Met Benjamin Verdonck en lichtkunstenaar Lucas Van Haesbroeck zijn ze daar wondermooi in geslaagd. Deze twee artiesten snuffelden samen met Paul Contryn rond in de grote verzameling decorstukken uit de lange geschiedenis van het poppentheater. Ze zochten decors uit, vooral uit de jaren vijftig en zestig heb ik de indruk, ze fantaseerden erop los, zagen al in hun hoofd hoe de objecten in een lichtspel – ook letterlijk – verzeild konden raken. Ze zorgden dat dat alles op een podium kon gebeuren, zichtbaar voor een publiek dat dan zelf verder kon fantaseren.
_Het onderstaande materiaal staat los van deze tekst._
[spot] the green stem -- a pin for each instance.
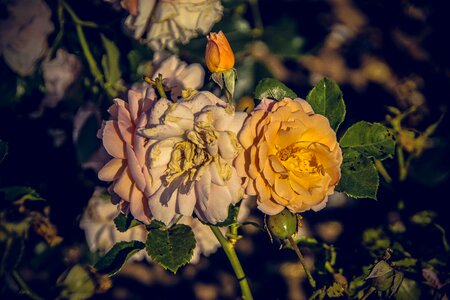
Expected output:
(57, 40)
(234, 260)
(75, 18)
(159, 86)
(84, 44)
(24, 289)
(382, 171)
(256, 17)
(369, 292)
(311, 280)
(401, 164)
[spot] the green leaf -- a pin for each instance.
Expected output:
(77, 284)
(12, 249)
(272, 88)
(405, 262)
(233, 211)
(424, 217)
(123, 222)
(326, 99)
(336, 290)
(370, 139)
(3, 150)
(359, 176)
(171, 248)
(409, 290)
(22, 193)
(111, 65)
(113, 261)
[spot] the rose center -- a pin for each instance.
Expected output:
(300, 159)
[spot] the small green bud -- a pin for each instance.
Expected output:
(283, 225)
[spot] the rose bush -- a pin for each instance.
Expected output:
(193, 144)
(173, 158)
(219, 56)
(163, 23)
(24, 34)
(291, 157)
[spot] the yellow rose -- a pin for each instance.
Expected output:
(219, 55)
(291, 157)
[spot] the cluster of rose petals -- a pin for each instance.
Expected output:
(98, 225)
(162, 23)
(291, 158)
(193, 145)
(24, 34)
(101, 232)
(128, 167)
(173, 158)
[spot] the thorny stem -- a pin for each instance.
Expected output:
(382, 171)
(311, 280)
(403, 170)
(234, 260)
(95, 70)
(24, 289)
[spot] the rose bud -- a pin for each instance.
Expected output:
(283, 225)
(219, 55)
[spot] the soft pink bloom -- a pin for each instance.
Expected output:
(171, 158)
(163, 23)
(24, 34)
(177, 74)
(193, 145)
(128, 168)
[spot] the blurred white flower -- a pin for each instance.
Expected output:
(24, 34)
(59, 74)
(162, 23)
(177, 74)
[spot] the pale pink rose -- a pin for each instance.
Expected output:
(291, 157)
(101, 232)
(59, 74)
(177, 74)
(171, 158)
(24, 34)
(163, 23)
(128, 169)
(193, 143)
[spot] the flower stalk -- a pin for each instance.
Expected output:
(235, 263)
(311, 280)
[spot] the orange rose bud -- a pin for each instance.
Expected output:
(219, 55)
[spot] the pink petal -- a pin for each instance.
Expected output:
(122, 186)
(135, 169)
(111, 170)
(112, 141)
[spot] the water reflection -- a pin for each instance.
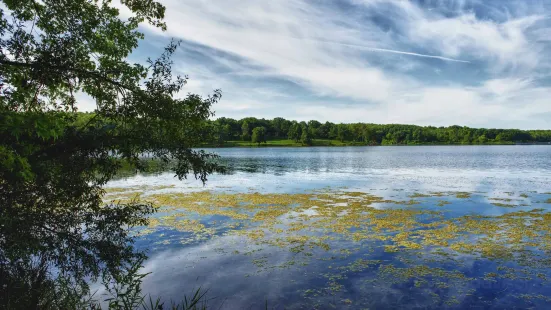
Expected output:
(473, 239)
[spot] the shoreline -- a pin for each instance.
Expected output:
(354, 144)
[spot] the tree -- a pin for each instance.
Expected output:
(306, 137)
(259, 135)
(295, 132)
(245, 131)
(56, 233)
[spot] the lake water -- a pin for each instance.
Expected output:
(354, 227)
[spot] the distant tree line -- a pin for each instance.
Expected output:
(260, 130)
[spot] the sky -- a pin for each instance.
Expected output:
(480, 63)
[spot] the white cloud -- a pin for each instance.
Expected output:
(356, 67)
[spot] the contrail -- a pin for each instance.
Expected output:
(384, 50)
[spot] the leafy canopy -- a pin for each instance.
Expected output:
(55, 231)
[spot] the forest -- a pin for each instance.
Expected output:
(223, 131)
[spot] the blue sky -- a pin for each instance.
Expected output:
(483, 63)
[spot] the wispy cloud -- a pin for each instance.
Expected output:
(441, 62)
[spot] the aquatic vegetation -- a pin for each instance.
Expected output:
(463, 195)
(418, 242)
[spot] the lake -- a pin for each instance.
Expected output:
(404, 227)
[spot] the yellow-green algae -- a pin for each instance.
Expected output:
(311, 222)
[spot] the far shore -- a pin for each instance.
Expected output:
(337, 143)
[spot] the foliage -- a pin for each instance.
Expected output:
(259, 135)
(375, 134)
(56, 233)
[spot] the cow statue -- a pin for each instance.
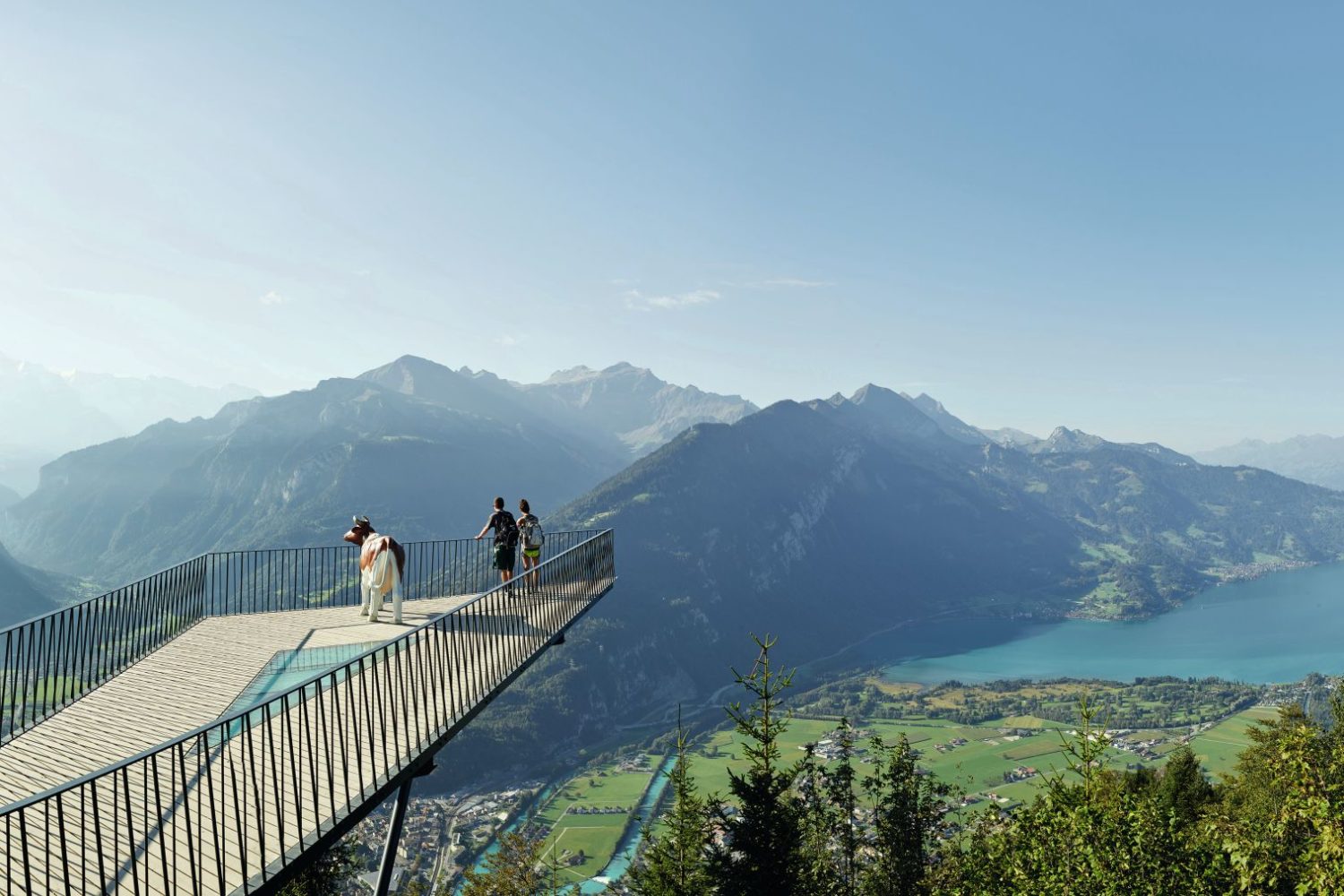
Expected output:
(382, 563)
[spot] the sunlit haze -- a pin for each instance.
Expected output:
(1124, 220)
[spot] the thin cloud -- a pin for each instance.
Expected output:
(636, 300)
(793, 282)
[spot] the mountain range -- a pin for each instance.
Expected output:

Het publiek ziet eerst een ouderwets lantaarnlampje boven het podium hangen, met flakkerend licht. Het licht dooft en daarna worden langzaam bewegende zeilen zichtbaar. Het zijn als het ware toverlantaarnprojecties die we nu in het echt kunnen bewonderen. We kijken steeds opnieuw verrast en verwonderd naar de oude decorstukken die nu op het voorplan verschijnen en bewegen, en met oude technieken, met onzichtbare touwen en katrollen in beweging komen: schurend en krassend. De oude techniek werkt nog!

De geluiden van oude machientjes wordt organisch verwerkt in de soundscape die Jochem Baelus maakte met zelfgebouwde en mechanische instrumenten. Het is een sfeervolle stuwende mengeling van rammelklanken, Oosters klinkende melodietjes, en tingeltangelgeluiden die het spel van oude puppetmasters met wajangpoppen en draken begeleidden.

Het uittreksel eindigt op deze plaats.